4. Shape the Rolls: Punch down the dough and divide into 12 equal pieces. Shape into balls. Arrange on a greased or parchment-lined baking tray, leaving space between rolls.
5. Second Rise: Cover and let rise for another 30–40 minutes, until puffy.
6. Bake: Preheat oven to 375°F (190°C). Bake rolls for 15–18 minutes, or until golden brown on top.
7. Brush with Garlic Butter: While still warm, mix melted butter, minced garlic, parsley, and salt. Brush generously over the rolls. Sprinkle with Parmesan or mozzarella if desired.
Serving Tip:
Serve warm with marinara, creamy soup, or beside your favorite pasta.

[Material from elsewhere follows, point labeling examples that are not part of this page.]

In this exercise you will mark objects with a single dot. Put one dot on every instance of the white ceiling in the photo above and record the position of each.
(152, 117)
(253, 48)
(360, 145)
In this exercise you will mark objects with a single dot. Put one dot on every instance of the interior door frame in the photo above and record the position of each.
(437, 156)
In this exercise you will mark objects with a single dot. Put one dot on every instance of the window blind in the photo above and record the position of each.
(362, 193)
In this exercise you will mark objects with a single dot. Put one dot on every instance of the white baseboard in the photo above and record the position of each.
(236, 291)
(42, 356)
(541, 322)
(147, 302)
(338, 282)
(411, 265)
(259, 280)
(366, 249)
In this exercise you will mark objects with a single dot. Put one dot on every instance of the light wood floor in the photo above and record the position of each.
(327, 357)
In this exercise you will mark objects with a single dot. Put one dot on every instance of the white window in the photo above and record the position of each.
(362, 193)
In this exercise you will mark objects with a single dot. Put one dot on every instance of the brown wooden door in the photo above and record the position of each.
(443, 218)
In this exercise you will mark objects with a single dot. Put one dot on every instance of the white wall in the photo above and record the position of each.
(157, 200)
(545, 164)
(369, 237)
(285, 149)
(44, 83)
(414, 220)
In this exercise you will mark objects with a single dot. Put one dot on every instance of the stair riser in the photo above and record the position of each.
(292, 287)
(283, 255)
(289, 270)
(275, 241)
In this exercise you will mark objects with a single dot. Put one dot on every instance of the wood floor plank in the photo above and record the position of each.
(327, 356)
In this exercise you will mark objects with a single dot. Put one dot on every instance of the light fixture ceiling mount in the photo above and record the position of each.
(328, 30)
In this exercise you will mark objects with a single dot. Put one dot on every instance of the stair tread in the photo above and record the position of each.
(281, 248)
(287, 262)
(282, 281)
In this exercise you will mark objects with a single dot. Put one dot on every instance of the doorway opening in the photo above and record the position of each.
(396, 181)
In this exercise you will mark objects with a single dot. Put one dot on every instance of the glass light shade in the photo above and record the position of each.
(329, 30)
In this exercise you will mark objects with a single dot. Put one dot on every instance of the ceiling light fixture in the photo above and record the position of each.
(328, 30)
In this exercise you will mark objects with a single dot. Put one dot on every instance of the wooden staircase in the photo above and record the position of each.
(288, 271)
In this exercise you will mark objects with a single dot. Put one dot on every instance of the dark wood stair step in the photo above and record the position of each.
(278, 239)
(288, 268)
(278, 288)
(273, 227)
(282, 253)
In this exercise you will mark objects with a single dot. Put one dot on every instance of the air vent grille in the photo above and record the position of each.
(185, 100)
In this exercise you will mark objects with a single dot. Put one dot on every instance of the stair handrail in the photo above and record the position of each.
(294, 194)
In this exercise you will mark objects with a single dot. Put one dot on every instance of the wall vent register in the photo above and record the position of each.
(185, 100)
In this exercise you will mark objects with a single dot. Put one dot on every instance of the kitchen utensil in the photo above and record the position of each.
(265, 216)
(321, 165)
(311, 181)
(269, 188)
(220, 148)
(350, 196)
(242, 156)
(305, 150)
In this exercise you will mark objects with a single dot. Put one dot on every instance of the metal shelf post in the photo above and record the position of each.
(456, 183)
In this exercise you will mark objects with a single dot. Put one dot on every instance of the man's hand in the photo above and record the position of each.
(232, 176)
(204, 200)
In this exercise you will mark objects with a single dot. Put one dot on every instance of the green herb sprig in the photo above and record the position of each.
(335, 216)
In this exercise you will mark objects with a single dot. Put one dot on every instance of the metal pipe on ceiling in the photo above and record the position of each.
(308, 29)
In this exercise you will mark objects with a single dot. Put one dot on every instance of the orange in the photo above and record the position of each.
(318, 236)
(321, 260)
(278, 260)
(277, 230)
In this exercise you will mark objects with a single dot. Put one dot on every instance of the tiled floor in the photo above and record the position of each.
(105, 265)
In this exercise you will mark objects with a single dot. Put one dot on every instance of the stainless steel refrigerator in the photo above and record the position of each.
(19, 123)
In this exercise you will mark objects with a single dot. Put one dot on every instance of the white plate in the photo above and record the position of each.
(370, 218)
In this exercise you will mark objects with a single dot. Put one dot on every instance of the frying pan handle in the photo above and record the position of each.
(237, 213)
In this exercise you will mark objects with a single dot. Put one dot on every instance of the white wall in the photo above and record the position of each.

2. Lemon Cream Cheese Bread
Ingredients:
For the Dough:
3 cups all-purpose flour (plus extra for kneading)
2¼ tsp active dry yeast (1 packet)
½ cup warm milk (about 110°F)
¼ cup granulated sugar
2 tbsp unsalted butter, softened
4 oz cream cheese, softened
1 large egg
1 tbsp lemon zest
1 tbsp lemon juice
½ tsp salt
For the Lemon Glaze (optional):
½ cup powdered sugar
1–2 tbsp lemon juice
Instructions:
1. Activate the Yeast: In a small bowl, mix warm milk, 1 tsp sugar, and yeast. Let sit for 5–10 minutes until foamy.
2. Make the Dough: In a large bowl, combine flour, remaining sugar, salt, lemon zest, and lemon juice. Add softened butter, cream cheese, egg, and the yeast mixture. Mix until a sticky dough forms.
3. Knead: Transfer to a floured surface and knead for 8–10 minutes (or use a mixer with a dough hook) until smooth, soft, and elastic. The dough should feel slightly tacky but not sticky.
4. First Rise: Place dough in a greased bowl, cover, and let rise for 1–1½ hours, or until doubled in size.
5. Shape: Punch down the dough gently and shape it into a loaf. Place in a greased 9×5-inch loaf pan or on a parchment-lined tray.
6. Second Rise: Cover and let rise again for 30–45 minutes, until puffy.
7. Bake: Preheat oven to 350°F (175°C). Bake for 35–40 minutes until golden brown.
8. Glaze: Mix powdered sugar and lemon juice until smooth. Drizzle over the warm bread.